3. Sunny Forecast Ahead
Despite a softer second quarter, STR and Tourism Economics maintained their RevPAR growth forecast of 2% for 2024 and 2.6% for 2025, as reported by Hotel Investment Today.
RevPAR growth is expected to be driven primarily by rate growth rather than occupancy. Amanda Hite, STR President, noted a slight increase in demand expectations and a decrease in supply, while ADR underperformed, leading to minor adjustments.
The forecast shows strong performance in the upscale (+2.7%) and upper-upscale (+3%) segments, with luxury seeing modest gains (+1.6%) due to demand growth. However, the luxury segment’s growth is held back by weaker leisure travel, while group demand supports upper-upscale.
Challenges remain, particularly in ADR, which presents a downside risk. The top 25 U.S. markets continue to lead RevPAR gains, contributing significantly to industry revenue. Looking ahead, GOP and EBITDA are expected to improve in 2025, with labor costs decreasing.
4. Focus on Experience to Stay Relevant
Hotel News Now reported from the conference that industry experts are emphasizing the importance of enhancing guest experiences to drive demand and pricing power. As leisure travel slows, offering unique, memorable experiences is seen as crucial for attracting travelers.
The need for innovation, including incremental tech adoption like AI, is critical. Technology will also continue to play a role in forecasting future trends and incorporating them into strategic planning.
The focus on unique travel experiences will continue to grow, HNN suggests, especially as overtourism in Europe drives more travelers to explore off-the-beaten-path destinations in the U.S.
5. Hotel Pricing Transparency Expected
Finally, HNN covered an important conference panel on the impact of new hotel pricing transparency laws in California and the likelihood of these regulations being implemented nationwide.

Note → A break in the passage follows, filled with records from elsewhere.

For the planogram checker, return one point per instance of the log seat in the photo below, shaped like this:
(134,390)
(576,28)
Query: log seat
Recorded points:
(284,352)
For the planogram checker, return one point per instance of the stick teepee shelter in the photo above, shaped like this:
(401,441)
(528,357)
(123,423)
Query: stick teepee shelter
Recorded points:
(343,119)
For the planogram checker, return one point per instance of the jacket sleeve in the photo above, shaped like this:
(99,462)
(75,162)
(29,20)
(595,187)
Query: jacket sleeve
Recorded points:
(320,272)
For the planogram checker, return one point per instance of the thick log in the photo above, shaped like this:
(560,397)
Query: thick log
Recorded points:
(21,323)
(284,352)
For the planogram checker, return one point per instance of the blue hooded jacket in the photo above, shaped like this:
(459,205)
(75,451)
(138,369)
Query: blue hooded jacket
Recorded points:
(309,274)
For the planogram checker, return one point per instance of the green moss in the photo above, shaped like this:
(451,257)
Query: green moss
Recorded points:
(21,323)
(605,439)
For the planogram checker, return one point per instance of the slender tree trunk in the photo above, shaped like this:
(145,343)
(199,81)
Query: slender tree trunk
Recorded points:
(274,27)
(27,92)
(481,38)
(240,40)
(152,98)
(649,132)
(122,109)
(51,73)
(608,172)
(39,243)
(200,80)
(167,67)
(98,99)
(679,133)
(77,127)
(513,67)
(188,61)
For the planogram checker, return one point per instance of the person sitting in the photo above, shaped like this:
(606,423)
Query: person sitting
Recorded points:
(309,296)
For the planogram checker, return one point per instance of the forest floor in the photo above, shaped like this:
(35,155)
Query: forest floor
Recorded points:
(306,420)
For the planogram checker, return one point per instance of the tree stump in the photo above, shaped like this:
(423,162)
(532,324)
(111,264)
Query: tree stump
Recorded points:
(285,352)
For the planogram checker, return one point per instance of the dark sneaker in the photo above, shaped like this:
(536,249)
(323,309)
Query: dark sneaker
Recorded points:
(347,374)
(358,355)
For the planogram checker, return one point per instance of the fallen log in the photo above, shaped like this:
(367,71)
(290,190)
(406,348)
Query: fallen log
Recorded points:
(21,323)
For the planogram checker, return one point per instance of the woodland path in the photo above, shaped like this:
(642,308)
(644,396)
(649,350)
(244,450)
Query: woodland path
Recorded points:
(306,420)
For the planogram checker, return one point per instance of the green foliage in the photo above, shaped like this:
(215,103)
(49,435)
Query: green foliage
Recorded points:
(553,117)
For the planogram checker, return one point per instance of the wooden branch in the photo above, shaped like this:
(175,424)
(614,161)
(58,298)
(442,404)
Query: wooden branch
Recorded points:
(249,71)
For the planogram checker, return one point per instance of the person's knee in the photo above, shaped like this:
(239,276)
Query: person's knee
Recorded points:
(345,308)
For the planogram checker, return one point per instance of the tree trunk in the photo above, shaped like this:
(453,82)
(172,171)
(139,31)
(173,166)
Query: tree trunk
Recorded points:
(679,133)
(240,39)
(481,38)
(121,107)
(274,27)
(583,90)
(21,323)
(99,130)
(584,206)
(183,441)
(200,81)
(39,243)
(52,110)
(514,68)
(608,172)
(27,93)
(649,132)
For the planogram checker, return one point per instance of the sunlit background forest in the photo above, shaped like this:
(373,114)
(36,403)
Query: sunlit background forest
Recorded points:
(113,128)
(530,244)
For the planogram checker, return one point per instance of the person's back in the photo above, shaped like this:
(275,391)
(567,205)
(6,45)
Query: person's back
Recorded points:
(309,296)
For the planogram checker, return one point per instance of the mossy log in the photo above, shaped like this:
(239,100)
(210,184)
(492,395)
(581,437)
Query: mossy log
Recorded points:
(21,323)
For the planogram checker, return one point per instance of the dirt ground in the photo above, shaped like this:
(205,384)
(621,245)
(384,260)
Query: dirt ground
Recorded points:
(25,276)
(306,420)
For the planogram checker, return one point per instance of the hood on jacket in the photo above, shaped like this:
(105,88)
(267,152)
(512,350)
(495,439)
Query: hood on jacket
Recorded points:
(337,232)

Troy Flanagan, EVP of External Government Affairs and Industry Relations at AHLA, predicts that California's law, which mandates that all mandatory costs be included in advertised hotel rates, will soon become a federal standard.
California's law, enacted in late 2023 and effective as of July 1, 2024, requires hotels to display the full mandatory price of a room upfront, excluding government taxes and optional fees like parking or spa use. This regulation also extends to prices at hotel restaurants and in-room food and beverage services but does not apply to standalone restaurants. The law aims to provide consumers with clear, upfront pricing, reducing confusion and potential surprise fees.
HNN concludes that, as the California rules are still new, there are uncertainties about specific applications, and hoteliers are advised to seek legal counsel to navigate these regulations.